また、沖縄での「幼児吃音」の講演会では、幼児期から学童期へ続く、子どもへの取り組みをまとめることができました。
 「吃音を生きる」は、極めて少数派ですが、吃音の取り組みでは本流だとの確信は揺らぐことはありません。したい仕事、なすべき仕事があり、大勢の仲間がいるということは、とても幸せなことだとしみじみと感じています。これまで以上に、どもる子どもの幸せにつながる支援を考え、がんばろうと決意を新たにしています。
 今後ともどうかよろしくお願い申し上げます。
〒572-0850 大阪府寝屋川市打上高塚町1-2-1526
         TEL/FAX 072-820-8244
         伊藤 伸二
    日本吃音臨床研究会 http://kituonkenkyu.org
        伊藤伸二のブログ http://kituonkokufuku.com/


 新しい年を迎えました。昨年はブログを読んでいただきありがとうございます。コンスタントにはなかなか更新できませんが、なんとか発信していきたいと思います。今年もよろしくおつきあい下さい。
 また、吃音は「治す・改善する」が大きな流れになりつつある今、「吃音を認めて、吃音とともに豊かに生きる」の主張は残念ながら、少数派です。少数派ですが、吃音としては本流だと、僕や僕たちの仲間は確信しています。いろんな活動を通して学んだこと、考えたことをできるだけことばにしていこうと思います。
 吃音について関心のある人に、このブログや日本吃音臨床研究会のホームページを、フェイスブックやツイッターなどでご紹介いただけると、大変ありがたいです。

 さて、僕は、新年を、島根県の玉造温泉の健康増進ホーム玉造で迎えました。ここは、宿泊者のほとんどが70歳以上で、長期湯治の施設です。
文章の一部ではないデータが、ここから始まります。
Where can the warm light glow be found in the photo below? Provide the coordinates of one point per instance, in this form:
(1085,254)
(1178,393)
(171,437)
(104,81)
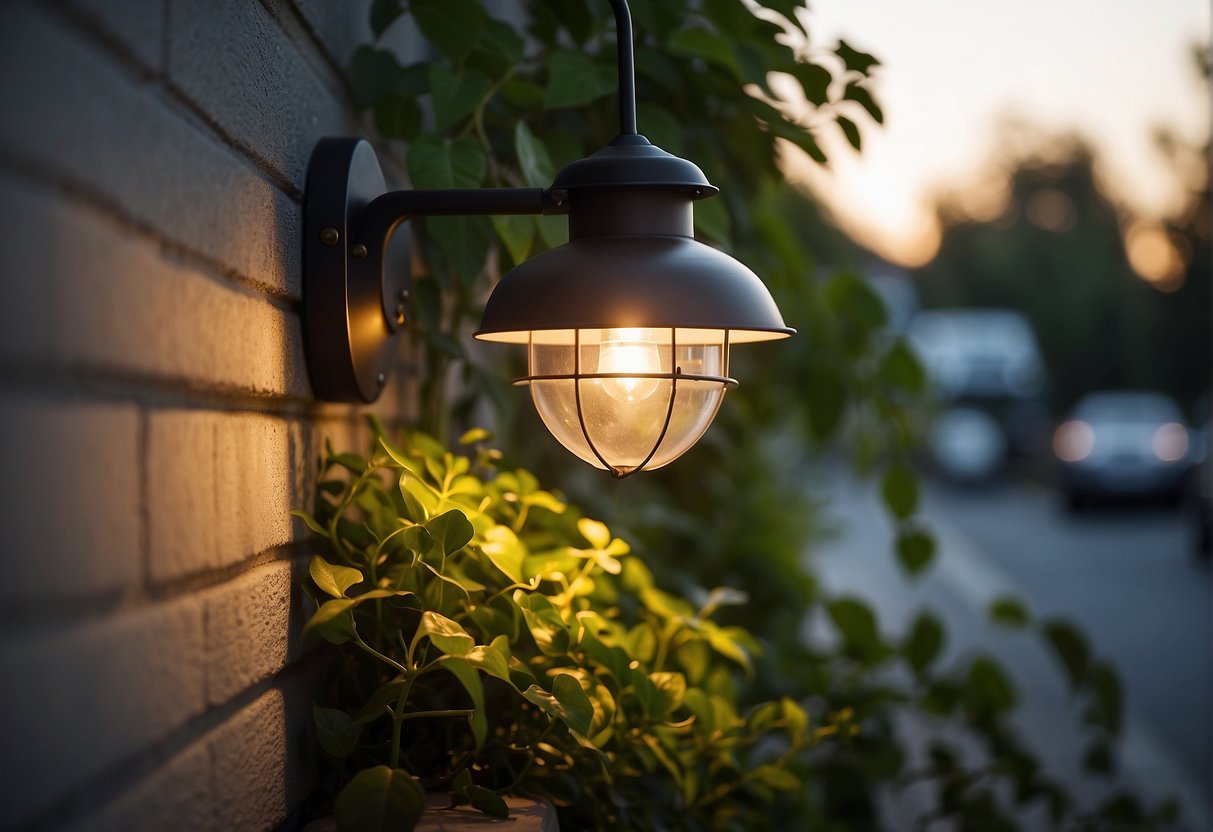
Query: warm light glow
(1074,442)
(625,423)
(630,349)
(1171,442)
(1154,256)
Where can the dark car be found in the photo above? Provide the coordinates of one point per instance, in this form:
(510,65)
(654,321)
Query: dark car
(1122,444)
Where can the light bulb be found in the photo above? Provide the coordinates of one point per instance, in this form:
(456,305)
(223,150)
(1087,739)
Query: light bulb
(630,349)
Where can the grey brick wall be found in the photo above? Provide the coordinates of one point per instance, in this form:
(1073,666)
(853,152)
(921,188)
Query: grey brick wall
(157,423)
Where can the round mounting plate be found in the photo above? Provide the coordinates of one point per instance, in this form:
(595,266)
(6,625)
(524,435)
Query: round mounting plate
(349,302)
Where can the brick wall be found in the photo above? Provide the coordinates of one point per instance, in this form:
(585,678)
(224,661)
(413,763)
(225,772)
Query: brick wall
(155,417)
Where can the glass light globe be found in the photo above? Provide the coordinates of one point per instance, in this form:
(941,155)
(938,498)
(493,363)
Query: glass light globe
(627,398)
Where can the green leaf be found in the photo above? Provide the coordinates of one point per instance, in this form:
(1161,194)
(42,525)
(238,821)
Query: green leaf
(854,60)
(470,678)
(517,232)
(827,395)
(568,702)
(398,117)
(383,13)
(987,688)
(923,642)
(490,659)
(332,580)
(594,531)
(455,96)
(474,436)
(334,621)
(901,366)
(501,546)
(448,636)
(575,80)
(438,163)
(534,160)
(501,40)
(864,98)
(451,530)
(900,491)
(335,731)
(380,799)
(1070,647)
(916,550)
(856,624)
(372,74)
(1009,613)
(814,80)
(778,778)
(453,27)
(715,49)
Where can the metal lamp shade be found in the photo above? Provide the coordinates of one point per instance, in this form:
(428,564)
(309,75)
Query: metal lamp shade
(628,332)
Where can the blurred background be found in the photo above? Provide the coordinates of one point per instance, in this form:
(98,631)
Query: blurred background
(1036,216)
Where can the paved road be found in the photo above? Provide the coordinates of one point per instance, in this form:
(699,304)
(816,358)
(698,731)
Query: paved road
(1125,575)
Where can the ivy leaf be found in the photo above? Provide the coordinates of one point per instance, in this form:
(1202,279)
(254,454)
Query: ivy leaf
(453,27)
(1070,647)
(448,636)
(923,642)
(332,580)
(534,160)
(864,98)
(470,678)
(700,43)
(1009,613)
(335,731)
(438,163)
(900,491)
(916,550)
(455,96)
(814,80)
(374,73)
(594,531)
(850,131)
(517,232)
(398,117)
(502,547)
(334,621)
(380,799)
(901,366)
(856,624)
(451,530)
(987,688)
(568,702)
(826,392)
(383,13)
(575,80)
(854,60)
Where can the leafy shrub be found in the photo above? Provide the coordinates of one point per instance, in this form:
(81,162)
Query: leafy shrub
(489,637)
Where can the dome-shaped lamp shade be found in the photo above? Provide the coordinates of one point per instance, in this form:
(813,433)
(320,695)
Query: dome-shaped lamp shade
(628,341)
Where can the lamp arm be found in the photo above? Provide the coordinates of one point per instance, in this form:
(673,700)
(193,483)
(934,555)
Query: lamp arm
(626,67)
(377,221)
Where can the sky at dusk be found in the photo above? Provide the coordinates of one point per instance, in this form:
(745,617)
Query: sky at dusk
(956,70)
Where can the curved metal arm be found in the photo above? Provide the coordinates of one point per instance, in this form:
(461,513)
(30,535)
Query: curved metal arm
(626,67)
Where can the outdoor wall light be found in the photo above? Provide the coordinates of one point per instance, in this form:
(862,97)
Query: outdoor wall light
(627,326)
旅館やホテルとは違って食事は1600キロカロリーで制限されているため、糖尿病の僕にはぴったりの場所です。ゆったりと過ごせるので、2017年を振り返り、新しい年を考えるのにふさわしい地で、年末年始を過ごしています。
 何日か前の天気予報では、元旦は雪でしたが、雪のちらつく様子もなく、曇り空ながら穏やかな新春です。山陰特有のどんより厚い雲に覆われてはいますが、時折、日も指しています。健康増進ホーム玉造の近くの日帰り温泉の朝風呂に行き、だんだん明るくなっていく空を見ながら、熱い湯の中で、いろいろと考えていました。

 今、ブログで、吃音の秋を振り返って書いています。2017年の1年間の中でも、ずいぶんと変化をしてきているのが分かります。どう治すかではなく、どう生きるかだと転換した21歳から52年、吃音一筋で生きてきました。どもりがどもりとしてそのまま認められる社会の実現、その道は遠くとも行かねばならないと、「吃音者宣言」のあとがきに書いたそのままの思いを、今、改めてかみしめています。

 できることは限られていると思いますが、少しでも、できることをしていきます。どんな小さな集まりでも、僕の話を聞きたいとおっしゃって下されば出かけるつもりです。どもる子ども、保護者、ことばの教室の担当者や言語聴覚士などの臨床家、どもる当事者など、多くの方との対話の旅を続けたいと願っています。
 今年もよろしくお願いします。